展示会は直接エンドユーザーのお客様と漆器づくりのお話をしてご意見が聞ける絶好の機会です。 漆器の国内生産額がピークをむかえた約20年前に「漆器はたくさん買ったよ~」とお話されるお客様からは、 「既に持っているから」「(娘さんなど)今の若い人たちは使わないだろうから」と 新たに漆器を購入しようという気持ちがわかないといったご意見を多くいただきました。 ライフスタイルの変化と個人ニーズの多様化、さらには最近の景気低迷によって「使いづらい印象」 「高級品」というイメージが強い漆器は購入を控える傾向にあります。こうした中においても日本が世界に誇る伝統工芸を維持、 発展させていくためには、産地の職人の仕事を絶やさないで続けていくことが必要になります。
当社では今回、食卓を飾る器という従来のジャンル以外にジュエリー、化粧品関連、 インテリアといった新しい分野への漆塗りの挑戦をご紹介しました。この取り組みは「漆」 を付加価値として生かすことを考えている異業種とのコラボレーション(協業)によって、 産地の漆塗り職人の仕事を維持するとともに、エンドユーザーのお客様にもあらたな視点で漆を感じていただこうというのが狙いです。 今回ご来場いただいたお客様からは「やっぱり漆はきれい」「もっといろんなことができそう」 という感想をいただきました。いまどきの若い学生さんからは、精巧につくられた小さな漆塗りアトマイザー (香水入れ)をみて「これ、やばいよ~」と最近の「ほめ言葉」をいただいたのが印象的でした。
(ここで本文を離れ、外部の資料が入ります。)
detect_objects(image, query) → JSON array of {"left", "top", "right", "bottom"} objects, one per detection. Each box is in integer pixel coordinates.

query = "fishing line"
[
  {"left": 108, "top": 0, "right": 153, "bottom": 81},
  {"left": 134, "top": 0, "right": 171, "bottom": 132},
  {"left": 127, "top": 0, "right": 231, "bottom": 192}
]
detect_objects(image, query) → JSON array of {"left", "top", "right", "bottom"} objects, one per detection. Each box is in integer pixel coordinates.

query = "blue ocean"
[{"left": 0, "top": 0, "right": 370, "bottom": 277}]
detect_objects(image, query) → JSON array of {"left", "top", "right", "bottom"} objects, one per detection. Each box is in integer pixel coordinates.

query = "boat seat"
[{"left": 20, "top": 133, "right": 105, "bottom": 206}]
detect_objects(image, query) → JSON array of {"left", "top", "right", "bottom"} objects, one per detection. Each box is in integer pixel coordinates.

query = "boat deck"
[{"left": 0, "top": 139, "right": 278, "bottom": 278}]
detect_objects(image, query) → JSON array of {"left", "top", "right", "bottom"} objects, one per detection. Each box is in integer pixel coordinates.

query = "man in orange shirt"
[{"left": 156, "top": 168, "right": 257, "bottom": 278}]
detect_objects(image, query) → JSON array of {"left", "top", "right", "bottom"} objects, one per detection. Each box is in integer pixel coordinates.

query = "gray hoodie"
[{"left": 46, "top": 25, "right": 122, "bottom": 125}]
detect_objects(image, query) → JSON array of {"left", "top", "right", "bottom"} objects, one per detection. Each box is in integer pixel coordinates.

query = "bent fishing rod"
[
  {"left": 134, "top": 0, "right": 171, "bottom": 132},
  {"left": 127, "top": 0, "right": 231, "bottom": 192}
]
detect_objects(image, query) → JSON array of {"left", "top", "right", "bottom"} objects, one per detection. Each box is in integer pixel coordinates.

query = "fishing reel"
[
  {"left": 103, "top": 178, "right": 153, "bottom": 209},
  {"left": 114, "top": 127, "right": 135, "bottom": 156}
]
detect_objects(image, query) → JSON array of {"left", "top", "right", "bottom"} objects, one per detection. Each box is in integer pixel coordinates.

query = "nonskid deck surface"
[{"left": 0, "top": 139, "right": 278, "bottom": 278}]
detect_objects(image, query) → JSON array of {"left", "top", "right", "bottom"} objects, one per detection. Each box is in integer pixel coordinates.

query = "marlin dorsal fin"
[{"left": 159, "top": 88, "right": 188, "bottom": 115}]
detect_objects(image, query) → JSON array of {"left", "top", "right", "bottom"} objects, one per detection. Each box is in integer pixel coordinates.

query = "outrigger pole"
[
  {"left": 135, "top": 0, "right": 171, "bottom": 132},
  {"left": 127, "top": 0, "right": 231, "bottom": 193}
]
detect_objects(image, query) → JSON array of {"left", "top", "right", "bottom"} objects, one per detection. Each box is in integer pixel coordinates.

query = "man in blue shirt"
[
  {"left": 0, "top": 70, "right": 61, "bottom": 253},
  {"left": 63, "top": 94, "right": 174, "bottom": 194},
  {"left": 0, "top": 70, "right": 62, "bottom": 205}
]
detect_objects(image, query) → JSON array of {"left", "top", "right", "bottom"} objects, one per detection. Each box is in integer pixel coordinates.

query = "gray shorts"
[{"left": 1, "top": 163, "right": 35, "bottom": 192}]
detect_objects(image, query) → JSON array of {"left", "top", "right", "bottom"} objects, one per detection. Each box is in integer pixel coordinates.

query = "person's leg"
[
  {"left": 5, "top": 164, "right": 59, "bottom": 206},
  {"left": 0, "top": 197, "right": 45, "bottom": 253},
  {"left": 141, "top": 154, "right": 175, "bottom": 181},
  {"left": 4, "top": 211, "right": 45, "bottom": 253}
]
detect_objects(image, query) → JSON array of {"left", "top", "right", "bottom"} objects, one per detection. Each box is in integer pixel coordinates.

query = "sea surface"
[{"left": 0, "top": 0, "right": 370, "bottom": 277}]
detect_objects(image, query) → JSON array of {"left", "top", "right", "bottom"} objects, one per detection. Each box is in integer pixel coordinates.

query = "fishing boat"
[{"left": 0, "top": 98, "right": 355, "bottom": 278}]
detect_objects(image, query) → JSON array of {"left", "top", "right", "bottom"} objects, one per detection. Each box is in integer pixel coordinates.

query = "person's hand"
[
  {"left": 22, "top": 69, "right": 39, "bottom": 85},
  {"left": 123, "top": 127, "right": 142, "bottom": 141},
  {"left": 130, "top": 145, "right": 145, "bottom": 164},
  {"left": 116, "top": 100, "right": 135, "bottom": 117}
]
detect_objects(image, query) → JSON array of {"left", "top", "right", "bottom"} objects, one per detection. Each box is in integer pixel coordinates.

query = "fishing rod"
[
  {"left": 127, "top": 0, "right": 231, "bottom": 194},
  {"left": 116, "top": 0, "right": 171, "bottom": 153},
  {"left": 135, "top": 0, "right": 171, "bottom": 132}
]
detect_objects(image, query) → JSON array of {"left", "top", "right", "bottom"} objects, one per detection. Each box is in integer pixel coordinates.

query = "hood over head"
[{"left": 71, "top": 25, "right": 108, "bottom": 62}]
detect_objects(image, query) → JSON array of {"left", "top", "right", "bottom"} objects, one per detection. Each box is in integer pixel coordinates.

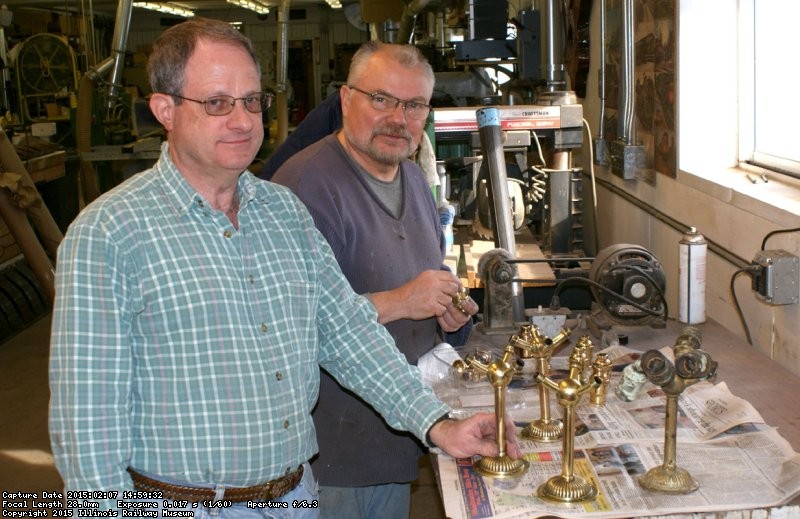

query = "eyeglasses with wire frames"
[
  {"left": 166, "top": 92, "right": 275, "bottom": 116},
  {"left": 347, "top": 85, "right": 431, "bottom": 120}
]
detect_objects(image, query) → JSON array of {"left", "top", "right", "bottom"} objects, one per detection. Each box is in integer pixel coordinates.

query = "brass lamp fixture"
[
  {"left": 464, "top": 345, "right": 530, "bottom": 478},
  {"left": 509, "top": 324, "right": 570, "bottom": 442},
  {"left": 639, "top": 326, "right": 717, "bottom": 494},
  {"left": 536, "top": 336, "right": 602, "bottom": 503}
]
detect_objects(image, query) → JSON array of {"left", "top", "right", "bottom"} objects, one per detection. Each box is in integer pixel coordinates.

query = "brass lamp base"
[
  {"left": 536, "top": 474, "right": 597, "bottom": 503},
  {"left": 472, "top": 456, "right": 530, "bottom": 478},
  {"left": 639, "top": 465, "right": 700, "bottom": 494},
  {"left": 520, "top": 419, "right": 564, "bottom": 442}
]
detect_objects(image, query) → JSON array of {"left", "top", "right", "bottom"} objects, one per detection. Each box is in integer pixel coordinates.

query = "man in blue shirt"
[
  {"left": 273, "top": 41, "right": 478, "bottom": 519},
  {"left": 50, "top": 18, "right": 520, "bottom": 517}
]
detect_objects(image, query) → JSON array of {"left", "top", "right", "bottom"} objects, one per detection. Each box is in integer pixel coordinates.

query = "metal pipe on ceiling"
[
  {"left": 275, "top": 0, "right": 289, "bottom": 146},
  {"left": 397, "top": 0, "right": 430, "bottom": 43}
]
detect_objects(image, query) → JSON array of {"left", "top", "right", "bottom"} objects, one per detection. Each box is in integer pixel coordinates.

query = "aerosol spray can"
[{"left": 678, "top": 227, "right": 708, "bottom": 324}]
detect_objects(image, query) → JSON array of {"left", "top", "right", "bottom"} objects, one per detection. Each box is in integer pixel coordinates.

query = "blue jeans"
[
  {"left": 131, "top": 463, "right": 320, "bottom": 519},
  {"left": 319, "top": 483, "right": 411, "bottom": 519}
]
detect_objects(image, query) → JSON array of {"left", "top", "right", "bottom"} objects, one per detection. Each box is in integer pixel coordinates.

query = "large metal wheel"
[{"left": 589, "top": 243, "right": 667, "bottom": 324}]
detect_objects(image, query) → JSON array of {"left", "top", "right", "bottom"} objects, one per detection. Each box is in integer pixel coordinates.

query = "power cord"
[
  {"left": 761, "top": 227, "right": 800, "bottom": 250},
  {"left": 730, "top": 265, "right": 761, "bottom": 346},
  {"left": 730, "top": 227, "right": 800, "bottom": 346}
]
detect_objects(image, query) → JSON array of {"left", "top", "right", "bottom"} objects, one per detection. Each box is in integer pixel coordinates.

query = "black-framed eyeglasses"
[
  {"left": 166, "top": 92, "right": 275, "bottom": 115},
  {"left": 347, "top": 85, "right": 431, "bottom": 120}
]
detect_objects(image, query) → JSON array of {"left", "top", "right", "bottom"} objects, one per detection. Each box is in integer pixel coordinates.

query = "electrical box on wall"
[{"left": 752, "top": 249, "right": 800, "bottom": 305}]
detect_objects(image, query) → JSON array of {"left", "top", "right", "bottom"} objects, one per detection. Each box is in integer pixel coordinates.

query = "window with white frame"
[{"left": 739, "top": 0, "right": 800, "bottom": 177}]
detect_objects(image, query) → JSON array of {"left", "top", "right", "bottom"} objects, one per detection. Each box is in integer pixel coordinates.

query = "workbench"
[{"left": 434, "top": 320, "right": 800, "bottom": 519}]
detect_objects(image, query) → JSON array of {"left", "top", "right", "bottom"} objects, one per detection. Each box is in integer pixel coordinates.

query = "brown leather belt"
[{"left": 128, "top": 465, "right": 303, "bottom": 503}]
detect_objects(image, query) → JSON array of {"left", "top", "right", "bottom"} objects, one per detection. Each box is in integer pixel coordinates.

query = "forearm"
[{"left": 365, "top": 288, "right": 409, "bottom": 324}]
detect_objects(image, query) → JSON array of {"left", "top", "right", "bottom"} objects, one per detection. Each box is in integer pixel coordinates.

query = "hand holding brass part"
[
  {"left": 536, "top": 346, "right": 602, "bottom": 503},
  {"left": 639, "top": 326, "right": 717, "bottom": 494},
  {"left": 509, "top": 324, "right": 570, "bottom": 442},
  {"left": 453, "top": 286, "right": 472, "bottom": 315},
  {"left": 465, "top": 346, "right": 529, "bottom": 478}
]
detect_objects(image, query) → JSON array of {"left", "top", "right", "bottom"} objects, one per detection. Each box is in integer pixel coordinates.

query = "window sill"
[{"left": 677, "top": 167, "right": 800, "bottom": 227}]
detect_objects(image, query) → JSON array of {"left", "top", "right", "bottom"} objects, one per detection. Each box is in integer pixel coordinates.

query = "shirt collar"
[{"left": 153, "top": 141, "right": 266, "bottom": 215}]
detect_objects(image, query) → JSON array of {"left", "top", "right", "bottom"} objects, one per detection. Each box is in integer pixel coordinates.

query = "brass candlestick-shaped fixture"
[
  {"left": 639, "top": 326, "right": 717, "bottom": 494},
  {"left": 465, "top": 345, "right": 529, "bottom": 478},
  {"left": 536, "top": 346, "right": 602, "bottom": 503},
  {"left": 509, "top": 324, "right": 570, "bottom": 442},
  {"left": 589, "top": 353, "right": 614, "bottom": 405}
]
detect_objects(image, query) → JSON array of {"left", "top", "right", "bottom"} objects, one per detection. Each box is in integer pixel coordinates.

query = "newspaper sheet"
[{"left": 434, "top": 348, "right": 800, "bottom": 519}]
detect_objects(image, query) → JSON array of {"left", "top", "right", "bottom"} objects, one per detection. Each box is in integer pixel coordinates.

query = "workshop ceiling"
[{"left": 1, "top": 0, "right": 360, "bottom": 16}]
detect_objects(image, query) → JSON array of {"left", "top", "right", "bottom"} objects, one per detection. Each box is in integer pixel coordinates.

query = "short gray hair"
[
  {"left": 347, "top": 40, "right": 436, "bottom": 92},
  {"left": 147, "top": 17, "right": 261, "bottom": 94}
]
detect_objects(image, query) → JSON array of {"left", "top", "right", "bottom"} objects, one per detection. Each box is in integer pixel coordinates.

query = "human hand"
[
  {"left": 436, "top": 296, "right": 478, "bottom": 332},
  {"left": 398, "top": 270, "right": 462, "bottom": 322},
  {"left": 429, "top": 413, "right": 522, "bottom": 459}
]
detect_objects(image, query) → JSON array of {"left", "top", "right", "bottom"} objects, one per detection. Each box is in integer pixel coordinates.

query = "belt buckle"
[{"left": 257, "top": 481, "right": 274, "bottom": 501}]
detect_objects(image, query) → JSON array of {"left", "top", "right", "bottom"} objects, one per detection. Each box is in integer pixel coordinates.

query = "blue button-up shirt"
[{"left": 50, "top": 145, "right": 448, "bottom": 490}]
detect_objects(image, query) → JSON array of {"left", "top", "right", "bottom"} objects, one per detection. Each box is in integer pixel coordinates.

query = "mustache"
[{"left": 372, "top": 124, "right": 411, "bottom": 141}]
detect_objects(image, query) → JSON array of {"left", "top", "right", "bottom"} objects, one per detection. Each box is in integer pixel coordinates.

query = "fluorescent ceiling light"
[
  {"left": 133, "top": 2, "right": 194, "bottom": 18},
  {"left": 226, "top": 0, "right": 269, "bottom": 14}
]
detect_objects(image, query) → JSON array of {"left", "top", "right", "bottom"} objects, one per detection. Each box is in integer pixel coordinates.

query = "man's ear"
[{"left": 150, "top": 94, "right": 175, "bottom": 132}]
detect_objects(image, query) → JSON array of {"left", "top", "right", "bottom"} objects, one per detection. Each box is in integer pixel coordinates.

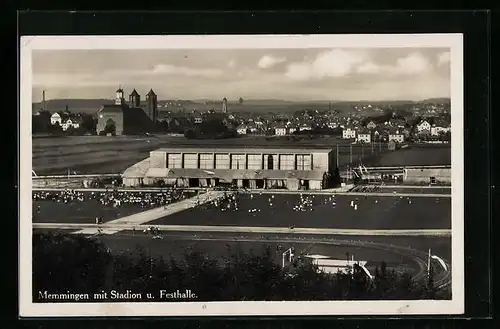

今後の漆器開発に期待するお客様の共通意見としては、実用性とデザイン性の両立です。 「実用性」とは自分でも使ってみたいし、他の人にもぜひ使って欲しいという気持ちになる部分です。 「デザイン性」は見た瞬間の「かっこよさ」「かわいらしさ」です。そして値段です。 商品と値札に加えて漆の価値、本質のところをご理解いただければご購入いただけることを感じました。 私どもでは、厳しい時代においても「お客様に買っていただけるための価値づくり」の努力を惜しまないこと が大切である考えています。